Apesar da coleção de crises que acumula, presidente já foi cortejado por pelo menos cinco partidos. Agora, PP e PL travam queda de braço

Escrito por Igor Cavalcante , igor.cavalcante@svm.com.br
Presidente pode tentar reeleição em 2022
Legenda: Presidente pode tentar reeleição em 2022
Foto: Carolina Antunes/PR

Popularidade em baixa, denúncias de corrupção contra familiares e dezenas de processos de impeachment praticamente inviabilizariam qualquer político numa disputa eleitoral. Essa é a conjuntura atual em torno do presidente Jair Bolsonaro (sem partido). Ainda assim, mesmo com uma coleção de problemas, o político ainda se mostra forte para a eleição do próximo ano, apontam especialistas. Prova disso é a queda de braço entre partidos do Centrão que tentam atraí-lo para seus quadros. 

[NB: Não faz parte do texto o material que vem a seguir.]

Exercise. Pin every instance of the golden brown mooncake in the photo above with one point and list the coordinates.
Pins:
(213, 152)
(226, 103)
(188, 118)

O presidente já foi cortejado pelo PSL, sigla que o abrigou em 2018. As tratativas, no entanto, não avançaram e agora a legenda se funde ao DEM para lançar o União Brasil. Outra sigla que se aproximou do chefe do Executivo nacional foi o Patriota. Manobras de parte do diretório nacional da sigla para filiar o presidente  foram o estopim para um embate interno que acabou afastando o chefe do Executivo nacional da legenda – ainda que seu filho, o senador Flávio Bolsonaro, tenha se filiado.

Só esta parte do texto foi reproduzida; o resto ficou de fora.